Please can you provide me with some code to print this to debug so I can find which of the two variables is changing?

I’m not very good with C!

I’ve tried this, with no luck:

MBEDTLS_SSL_DEBUG_MSG( 1, ( "mode = " + mode ) );
MBEDTLS_SSL_DEBUG_MSG( 1, ( "encrypt_then_mac = " + ssl->session_out->encrypt_then_mac ) );

As a workaround, is it possible to force this to compute the mac every time (i.e. bypass the IF statement)? As I will not need to use any other cipher suite, ever, for my application.

4

Hi George,
In order to print the information, you will need to use the printf string format specifiers, as shown in this page.

Please can you provide me with some code to print this to debug so I can find which of the two variables is changing?

In the logs you showed in in the github page, you will need to do the following, according to the parameter being printed:

MBEDTLS_SSL_DEBUG_MSG( 1, ( "MODE = %u", mode ) );
MBEDTLS_SSL_DEBUG_MSG( 1, ( "MBEDTLS_MODE_STREAM = %u ", MBEDTLS_MODE_STREAM ) );
MBEDTLS_SSL_DEBUG_MSG( 1, ( "MBEDTLS_MODE_CBC = %u", MBEDTLS_MODE_CBC ) );
MBEDTLS_SSL_DEBUG_MSG( 1, ( "ssl->session_out->encrypt_then_mac = ", ssl->session_out->encrypt_then_mac ) );
MBEDTLS_SSL_DEBUG_MSG( 1, ( "MBEDTLS_SSL_ETM_DISABLED = %d", MBEDTLS_SSL_ETM_DISABLED ) );

Assuming you have set the debug function in your application using mbedtls_ssl_conf_dbg() you should see the correct logs.

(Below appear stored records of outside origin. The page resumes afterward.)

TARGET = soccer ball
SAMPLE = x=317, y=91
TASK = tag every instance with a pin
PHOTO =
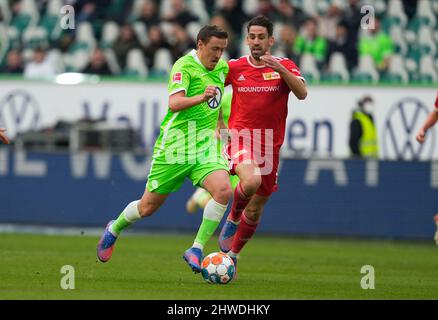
x=218, y=268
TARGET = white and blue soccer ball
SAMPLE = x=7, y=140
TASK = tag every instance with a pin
x=218, y=268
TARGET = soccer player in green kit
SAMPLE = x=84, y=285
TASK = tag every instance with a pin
x=201, y=197
x=186, y=146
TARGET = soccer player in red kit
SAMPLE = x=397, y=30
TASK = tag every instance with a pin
x=431, y=119
x=261, y=86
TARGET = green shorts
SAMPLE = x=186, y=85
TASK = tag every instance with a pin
x=165, y=177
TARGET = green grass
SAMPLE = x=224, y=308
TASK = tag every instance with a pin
x=151, y=267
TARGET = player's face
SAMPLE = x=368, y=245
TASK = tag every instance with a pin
x=259, y=41
x=209, y=53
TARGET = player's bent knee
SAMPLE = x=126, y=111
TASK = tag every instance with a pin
x=147, y=209
x=222, y=194
x=253, y=214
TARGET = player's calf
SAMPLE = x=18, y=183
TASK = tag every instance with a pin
x=106, y=244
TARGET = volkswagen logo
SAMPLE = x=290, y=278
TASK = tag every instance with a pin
x=19, y=112
x=214, y=102
x=402, y=123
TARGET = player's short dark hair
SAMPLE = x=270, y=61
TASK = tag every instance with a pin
x=261, y=21
x=209, y=31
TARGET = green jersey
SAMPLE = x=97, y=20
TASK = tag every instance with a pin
x=226, y=106
x=187, y=147
x=188, y=129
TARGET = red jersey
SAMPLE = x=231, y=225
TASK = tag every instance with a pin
x=260, y=97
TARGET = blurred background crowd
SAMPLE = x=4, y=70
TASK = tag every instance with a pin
x=142, y=38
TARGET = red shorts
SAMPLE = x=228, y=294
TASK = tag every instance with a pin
x=239, y=153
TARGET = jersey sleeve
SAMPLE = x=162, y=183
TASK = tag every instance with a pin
x=179, y=79
x=229, y=79
x=292, y=67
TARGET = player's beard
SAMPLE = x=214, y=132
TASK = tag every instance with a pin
x=256, y=53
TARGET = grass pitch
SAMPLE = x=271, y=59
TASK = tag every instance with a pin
x=151, y=267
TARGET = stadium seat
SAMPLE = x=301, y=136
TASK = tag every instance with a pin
x=84, y=38
x=397, y=35
x=34, y=37
x=5, y=43
x=426, y=41
x=163, y=61
x=322, y=6
x=309, y=7
x=13, y=37
x=192, y=29
x=136, y=9
x=135, y=64
x=5, y=12
x=337, y=68
x=57, y=59
x=366, y=70
x=197, y=7
x=141, y=33
x=396, y=70
x=76, y=61
x=250, y=7
x=427, y=69
x=28, y=16
x=111, y=59
x=110, y=32
x=396, y=13
x=425, y=13
x=308, y=66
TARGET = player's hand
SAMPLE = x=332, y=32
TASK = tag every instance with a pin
x=222, y=134
x=209, y=93
x=3, y=136
x=421, y=135
x=271, y=62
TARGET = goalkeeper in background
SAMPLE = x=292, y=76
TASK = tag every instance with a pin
x=201, y=197
x=3, y=136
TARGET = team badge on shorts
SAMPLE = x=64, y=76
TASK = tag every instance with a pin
x=177, y=78
x=271, y=76
x=214, y=102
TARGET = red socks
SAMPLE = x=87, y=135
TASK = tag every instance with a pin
x=239, y=203
x=244, y=232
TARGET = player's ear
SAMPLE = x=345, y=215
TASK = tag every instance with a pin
x=200, y=44
x=271, y=41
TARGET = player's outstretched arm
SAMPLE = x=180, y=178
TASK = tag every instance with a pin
x=179, y=101
x=3, y=136
x=431, y=119
x=295, y=84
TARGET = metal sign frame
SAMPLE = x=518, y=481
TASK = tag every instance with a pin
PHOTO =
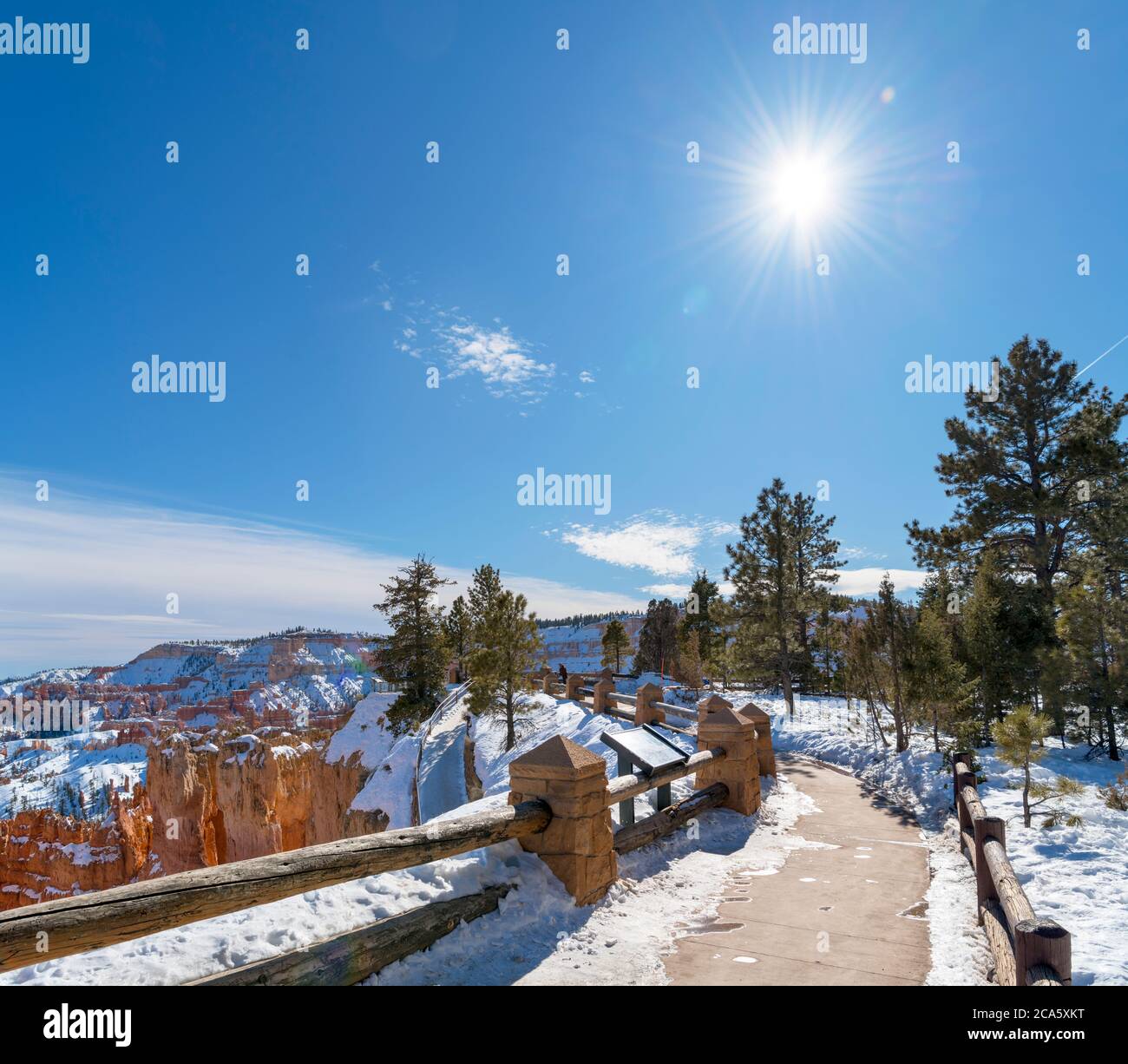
x=631, y=763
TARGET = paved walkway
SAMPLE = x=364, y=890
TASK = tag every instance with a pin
x=850, y=916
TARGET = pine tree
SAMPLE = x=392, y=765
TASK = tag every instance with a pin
x=1016, y=465
x=1019, y=737
x=508, y=649
x=484, y=590
x=1093, y=627
x=816, y=571
x=937, y=685
x=458, y=628
x=658, y=641
x=1020, y=463
x=779, y=570
x=689, y=662
x=616, y=643
x=703, y=594
x=894, y=632
x=414, y=656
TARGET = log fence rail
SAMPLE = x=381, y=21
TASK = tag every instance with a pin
x=1029, y=950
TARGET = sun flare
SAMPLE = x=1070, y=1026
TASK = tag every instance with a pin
x=801, y=187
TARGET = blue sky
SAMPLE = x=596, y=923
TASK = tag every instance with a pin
x=454, y=266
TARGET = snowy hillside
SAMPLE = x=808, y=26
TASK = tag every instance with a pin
x=538, y=936
x=51, y=773
x=1075, y=876
x=580, y=649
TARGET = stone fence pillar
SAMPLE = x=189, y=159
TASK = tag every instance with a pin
x=599, y=695
x=578, y=845
x=764, y=748
x=644, y=706
x=718, y=725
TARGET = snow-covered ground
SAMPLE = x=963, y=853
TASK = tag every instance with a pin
x=52, y=778
x=1075, y=876
x=1078, y=876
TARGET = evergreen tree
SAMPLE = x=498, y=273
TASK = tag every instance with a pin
x=458, y=628
x=1016, y=465
x=894, y=632
x=698, y=617
x=616, y=645
x=937, y=685
x=779, y=568
x=508, y=649
x=658, y=641
x=484, y=590
x=1020, y=461
x=1019, y=737
x=414, y=656
x=689, y=662
x=1093, y=627
x=816, y=571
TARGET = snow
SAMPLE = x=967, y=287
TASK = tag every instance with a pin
x=441, y=770
x=393, y=759
x=38, y=778
x=1075, y=876
x=538, y=936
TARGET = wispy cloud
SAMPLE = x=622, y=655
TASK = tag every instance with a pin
x=85, y=581
x=858, y=555
x=658, y=541
x=680, y=590
x=867, y=581
x=508, y=365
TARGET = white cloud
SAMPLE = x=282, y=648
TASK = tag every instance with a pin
x=86, y=583
x=680, y=590
x=865, y=581
x=660, y=542
x=506, y=364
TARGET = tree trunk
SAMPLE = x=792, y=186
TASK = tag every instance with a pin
x=1113, y=749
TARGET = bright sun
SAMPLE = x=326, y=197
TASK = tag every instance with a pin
x=801, y=187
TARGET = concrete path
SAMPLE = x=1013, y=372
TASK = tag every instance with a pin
x=849, y=916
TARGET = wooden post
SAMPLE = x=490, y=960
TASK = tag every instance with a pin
x=957, y=758
x=578, y=845
x=1042, y=941
x=600, y=692
x=718, y=725
x=986, y=827
x=646, y=698
x=764, y=749
x=963, y=778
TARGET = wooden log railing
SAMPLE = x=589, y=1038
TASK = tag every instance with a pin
x=348, y=958
x=1027, y=950
x=91, y=921
x=120, y=914
x=632, y=785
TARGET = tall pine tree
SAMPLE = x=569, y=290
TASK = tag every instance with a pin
x=414, y=656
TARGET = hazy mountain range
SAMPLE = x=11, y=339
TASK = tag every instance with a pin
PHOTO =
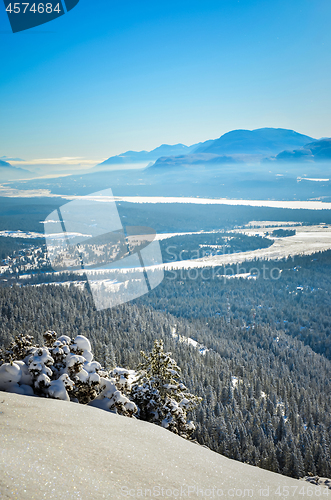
x=314, y=151
x=232, y=147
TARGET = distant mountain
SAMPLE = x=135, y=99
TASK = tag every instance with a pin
x=5, y=164
x=264, y=141
x=192, y=159
x=313, y=152
x=147, y=156
x=7, y=171
x=269, y=141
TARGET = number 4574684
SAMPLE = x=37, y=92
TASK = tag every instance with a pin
x=36, y=8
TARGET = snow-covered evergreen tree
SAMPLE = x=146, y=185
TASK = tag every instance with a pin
x=160, y=395
x=63, y=369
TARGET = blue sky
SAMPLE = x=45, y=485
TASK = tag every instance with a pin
x=113, y=75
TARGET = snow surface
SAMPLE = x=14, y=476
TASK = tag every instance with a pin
x=52, y=449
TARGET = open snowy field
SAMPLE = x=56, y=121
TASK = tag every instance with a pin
x=57, y=450
x=306, y=241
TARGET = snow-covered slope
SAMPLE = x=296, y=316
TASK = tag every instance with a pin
x=57, y=450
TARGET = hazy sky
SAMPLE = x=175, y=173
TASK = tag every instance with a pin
x=113, y=75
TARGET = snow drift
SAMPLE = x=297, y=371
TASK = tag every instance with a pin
x=58, y=450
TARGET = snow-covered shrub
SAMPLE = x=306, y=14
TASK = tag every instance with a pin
x=64, y=369
x=160, y=396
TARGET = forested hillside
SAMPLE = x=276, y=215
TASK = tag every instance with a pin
x=266, y=396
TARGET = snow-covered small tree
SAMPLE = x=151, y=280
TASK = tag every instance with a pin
x=64, y=369
x=160, y=395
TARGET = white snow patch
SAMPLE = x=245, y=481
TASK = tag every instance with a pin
x=70, y=451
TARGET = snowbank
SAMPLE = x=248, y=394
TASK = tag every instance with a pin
x=57, y=450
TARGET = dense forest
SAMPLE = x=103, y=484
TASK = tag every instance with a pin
x=266, y=395
x=264, y=371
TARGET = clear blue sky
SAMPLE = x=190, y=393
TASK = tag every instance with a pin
x=113, y=75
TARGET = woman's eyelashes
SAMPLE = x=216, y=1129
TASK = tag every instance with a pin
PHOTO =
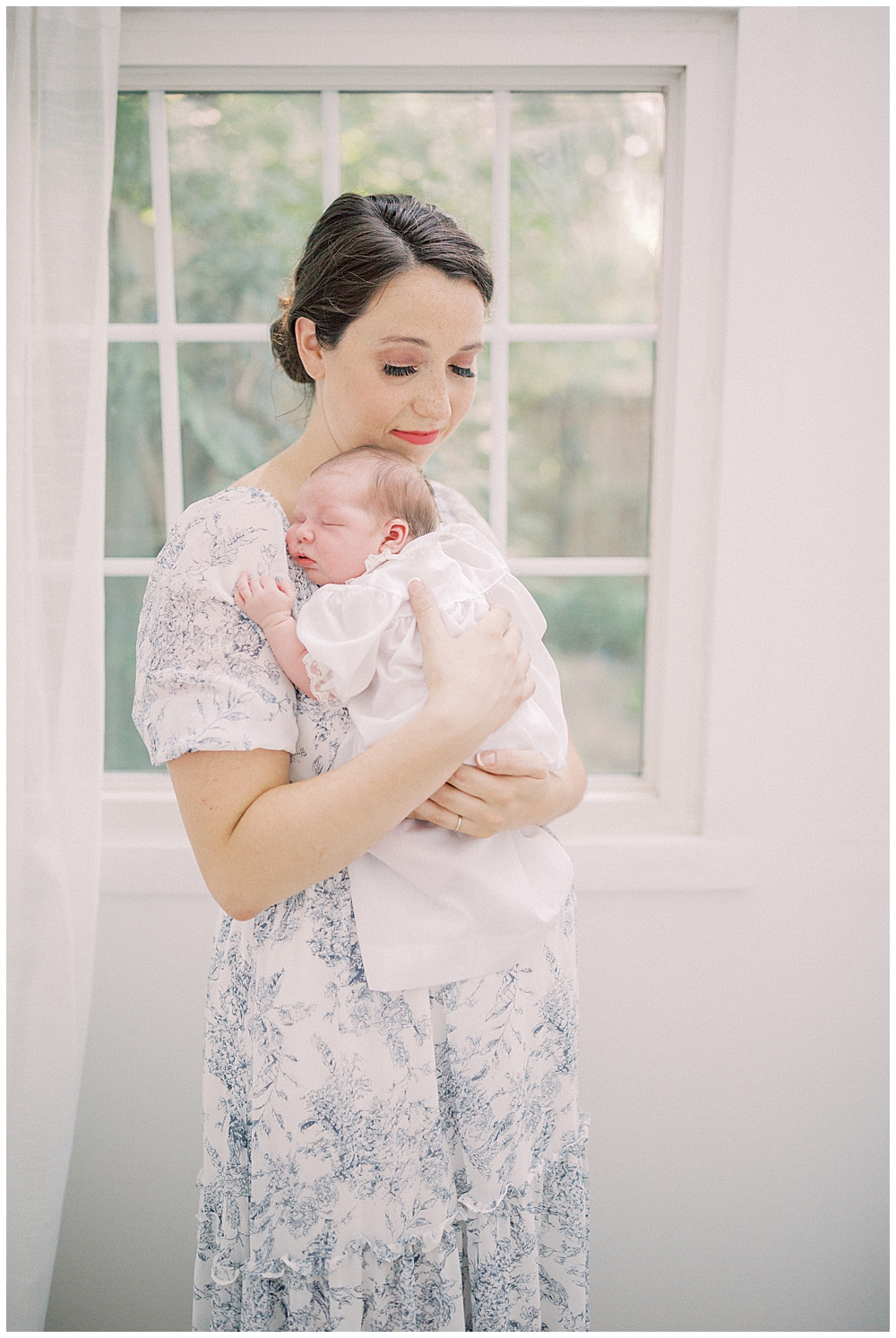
x=395, y=369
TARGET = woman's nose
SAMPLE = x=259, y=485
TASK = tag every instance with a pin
x=432, y=401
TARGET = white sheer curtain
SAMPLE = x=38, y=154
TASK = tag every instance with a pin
x=62, y=65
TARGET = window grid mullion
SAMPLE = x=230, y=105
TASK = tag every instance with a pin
x=166, y=309
x=331, y=174
x=499, y=353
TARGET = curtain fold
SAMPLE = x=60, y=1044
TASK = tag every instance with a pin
x=62, y=81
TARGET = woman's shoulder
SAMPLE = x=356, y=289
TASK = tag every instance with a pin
x=455, y=509
x=222, y=530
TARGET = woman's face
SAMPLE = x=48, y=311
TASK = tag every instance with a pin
x=404, y=374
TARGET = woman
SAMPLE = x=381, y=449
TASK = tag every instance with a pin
x=385, y=1161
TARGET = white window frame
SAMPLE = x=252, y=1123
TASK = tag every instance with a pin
x=634, y=833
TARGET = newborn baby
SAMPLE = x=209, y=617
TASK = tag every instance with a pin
x=431, y=906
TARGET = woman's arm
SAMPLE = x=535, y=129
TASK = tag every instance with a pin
x=505, y=791
x=258, y=839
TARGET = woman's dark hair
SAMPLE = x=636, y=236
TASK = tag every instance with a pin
x=355, y=247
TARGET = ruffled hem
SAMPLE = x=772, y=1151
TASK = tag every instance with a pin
x=416, y=1246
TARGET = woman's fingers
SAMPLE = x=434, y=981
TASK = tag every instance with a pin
x=504, y=762
x=426, y=612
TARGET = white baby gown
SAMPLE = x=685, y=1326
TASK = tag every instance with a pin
x=434, y=906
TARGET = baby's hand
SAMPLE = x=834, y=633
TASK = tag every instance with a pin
x=263, y=599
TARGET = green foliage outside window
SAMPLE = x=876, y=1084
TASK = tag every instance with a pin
x=586, y=194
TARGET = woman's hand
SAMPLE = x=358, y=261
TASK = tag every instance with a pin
x=507, y=790
x=478, y=680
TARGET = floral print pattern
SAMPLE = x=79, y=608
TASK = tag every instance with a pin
x=385, y=1161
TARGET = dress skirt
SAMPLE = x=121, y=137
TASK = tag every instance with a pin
x=387, y=1161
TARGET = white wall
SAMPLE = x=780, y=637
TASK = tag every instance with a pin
x=733, y=1044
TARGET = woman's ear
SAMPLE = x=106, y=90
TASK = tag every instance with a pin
x=309, y=350
x=396, y=535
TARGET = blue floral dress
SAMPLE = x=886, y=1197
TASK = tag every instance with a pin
x=372, y=1161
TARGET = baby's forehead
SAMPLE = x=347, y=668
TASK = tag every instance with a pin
x=341, y=483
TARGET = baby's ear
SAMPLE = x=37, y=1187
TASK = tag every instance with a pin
x=396, y=535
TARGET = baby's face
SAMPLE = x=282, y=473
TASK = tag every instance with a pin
x=333, y=532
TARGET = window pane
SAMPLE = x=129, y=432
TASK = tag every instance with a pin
x=432, y=144
x=134, y=483
x=237, y=411
x=461, y=462
x=132, y=269
x=595, y=632
x=586, y=198
x=125, y=748
x=245, y=192
x=580, y=448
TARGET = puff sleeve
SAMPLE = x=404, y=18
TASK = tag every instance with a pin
x=206, y=678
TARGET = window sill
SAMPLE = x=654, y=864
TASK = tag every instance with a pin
x=146, y=851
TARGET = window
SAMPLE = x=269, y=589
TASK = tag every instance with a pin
x=213, y=198
x=591, y=440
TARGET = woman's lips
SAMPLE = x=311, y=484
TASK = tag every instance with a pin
x=416, y=437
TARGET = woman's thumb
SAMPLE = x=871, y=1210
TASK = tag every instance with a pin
x=426, y=609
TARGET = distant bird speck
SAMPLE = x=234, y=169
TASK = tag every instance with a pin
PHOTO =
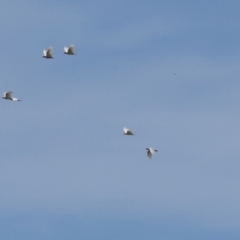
x=8, y=96
x=69, y=50
x=48, y=53
x=127, y=131
x=150, y=152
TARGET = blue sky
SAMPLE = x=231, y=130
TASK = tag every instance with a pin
x=169, y=70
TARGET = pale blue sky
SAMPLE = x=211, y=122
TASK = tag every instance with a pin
x=169, y=70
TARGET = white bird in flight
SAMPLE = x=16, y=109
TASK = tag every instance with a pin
x=69, y=50
x=8, y=96
x=47, y=53
x=150, y=152
x=127, y=131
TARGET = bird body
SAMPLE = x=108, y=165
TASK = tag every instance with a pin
x=150, y=152
x=8, y=96
x=69, y=50
x=127, y=131
x=47, y=53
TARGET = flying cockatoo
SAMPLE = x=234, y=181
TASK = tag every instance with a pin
x=150, y=152
x=8, y=96
x=69, y=50
x=47, y=53
x=127, y=131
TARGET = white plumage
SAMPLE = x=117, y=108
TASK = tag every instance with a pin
x=127, y=131
x=8, y=96
x=47, y=53
x=69, y=50
x=150, y=152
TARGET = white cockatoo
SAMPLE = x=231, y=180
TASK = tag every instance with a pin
x=48, y=53
x=127, y=131
x=8, y=96
x=69, y=50
x=150, y=152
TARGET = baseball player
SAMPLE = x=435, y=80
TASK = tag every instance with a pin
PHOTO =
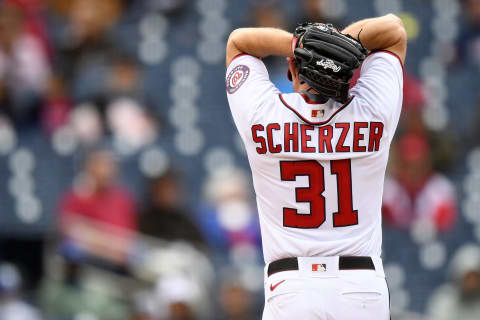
x=318, y=159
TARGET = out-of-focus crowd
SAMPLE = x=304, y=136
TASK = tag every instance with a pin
x=70, y=72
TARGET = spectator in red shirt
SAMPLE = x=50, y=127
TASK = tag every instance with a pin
x=98, y=217
x=414, y=191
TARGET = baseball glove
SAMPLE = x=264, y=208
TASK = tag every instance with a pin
x=326, y=58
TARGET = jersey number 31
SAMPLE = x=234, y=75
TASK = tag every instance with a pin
x=312, y=194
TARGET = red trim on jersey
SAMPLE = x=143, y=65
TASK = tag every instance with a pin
x=239, y=55
x=389, y=52
x=315, y=123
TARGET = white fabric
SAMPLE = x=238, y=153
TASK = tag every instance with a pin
x=346, y=295
x=254, y=100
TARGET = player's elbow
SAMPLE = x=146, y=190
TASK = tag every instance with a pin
x=234, y=36
x=397, y=29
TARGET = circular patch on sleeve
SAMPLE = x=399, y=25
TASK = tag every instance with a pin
x=236, y=78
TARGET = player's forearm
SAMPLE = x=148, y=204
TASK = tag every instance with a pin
x=259, y=42
x=378, y=33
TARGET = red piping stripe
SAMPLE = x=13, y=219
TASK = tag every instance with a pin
x=238, y=56
x=315, y=123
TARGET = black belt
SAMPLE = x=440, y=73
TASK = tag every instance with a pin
x=344, y=263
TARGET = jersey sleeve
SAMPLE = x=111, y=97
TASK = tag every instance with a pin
x=380, y=86
x=248, y=87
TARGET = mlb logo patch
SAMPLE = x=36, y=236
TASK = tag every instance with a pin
x=319, y=267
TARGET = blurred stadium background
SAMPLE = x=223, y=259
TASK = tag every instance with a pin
x=125, y=189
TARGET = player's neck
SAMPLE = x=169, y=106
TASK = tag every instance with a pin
x=314, y=96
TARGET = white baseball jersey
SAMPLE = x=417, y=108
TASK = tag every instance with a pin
x=318, y=168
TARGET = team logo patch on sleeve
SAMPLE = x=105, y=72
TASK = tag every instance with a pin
x=236, y=78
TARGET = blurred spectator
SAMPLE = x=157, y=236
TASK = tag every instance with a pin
x=272, y=15
x=57, y=104
x=24, y=65
x=85, y=43
x=459, y=299
x=71, y=291
x=318, y=11
x=12, y=307
x=98, y=217
x=165, y=217
x=175, y=297
x=469, y=38
x=414, y=191
x=229, y=219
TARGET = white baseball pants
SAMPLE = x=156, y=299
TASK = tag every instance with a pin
x=317, y=293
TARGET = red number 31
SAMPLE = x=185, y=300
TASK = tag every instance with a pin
x=345, y=216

As a workaround, is it possible to force this to compute the mac every time (i.e. bypass the IF statement)?

Note that mac should always be calulated (according to negotiated ciphersuite). If it is not used when needed, then as mentioned, there is probably memory corruption. Considering you mentioned your knowledge in c, then this could be the cause.
Please try building your library without MBEDTLS_SSL_ENCRYPT_THEN_MAC defined in your configuration file. The mode would still be used, but this will narrow down the checks.

As I will not need to use any other cipher suite, ever, for my application.

It is still not clear to me what the negotiated ciphersuite was. This will at least show what should be the mode etc…

Regards

5

You’re a great help Ron, thanks again :slight_smile:

Right, so, by using this debug info you’ve given me, I have determined the following:

Constants (that we already knew):

MBEDTLS_MODE_STREAM = 7
MBEDTLS_MODE_CBC = 2
MBEDTLS_SSL_ETM_DISABLED = 0

On a successful MQTT publish:

mode = 2
ssl->session_out->encrypt_then_mac = 0

On an unsuccessful MQTT publish:

mode = 2
ssl->session_out->encrypt_then_mac = 1701013878

So that’s the discrepancy.

mode appears to always be 2 but the number returned by encrypt_then_mac appears to be a random integer of length 10, when using this debug output, as suggested:

MBEDTLS_SSL_DEBUG_MSG( 1, ( "ssl->session_out->encrypt_then_mac = %d", ssl->session_out->encrypt_then_mac ) );

(Is using %d for ssl->session_out->encrypt_then_mac correct? You didn’t specify in your last post.)

#define MBEDTLS_SSL_ENCRYPT_THEN_MAC exists in both the config.h file and the user_mbedtls.h file.

Which of them need to be commented out? Or both?

6

Hi @georeb

(Is using* %d for ssl->session_out->encrypt_then_mac *correct? You didn’t specify in your last post.)

Actually, since encrypt_then_mac is a char type, it should have been %c. Sorry I missed that. However, it doesn’t matter, it still shouldn’t have been 1701013878 This strengthens my assumption that there is some memory corruption in your system, that over wrote your session context.
In your application, have freed all the variables that you have allocated, after use?

#define MBEDTLS_SSL_ENCRYPT_THEN_MAC exists in both the config.h file and the user_mbedtls.h file.
Which of them need to be commented out? Or both?

Since you are using MBEDTLS_USER_CONFIG_FILE, which adds to the existing configuration, and doesn’t replace it, you should try vcalling #undef MBEDTLS_SSL_ENCRYPT_THEN_MAC in your user_mbedtls.h.
Of course, this would probably only work around the issue, however it will not fix your memory corruption or memory leak in your system.
Regards,
Ron

7

Thank you for your support Ron, it has helped me to identify the problem.

In your application, have freed all the variables that you have allocated, after use?

This is beyond my C capability and will be one for the NodeMCU team I’m afraid! Thanks again.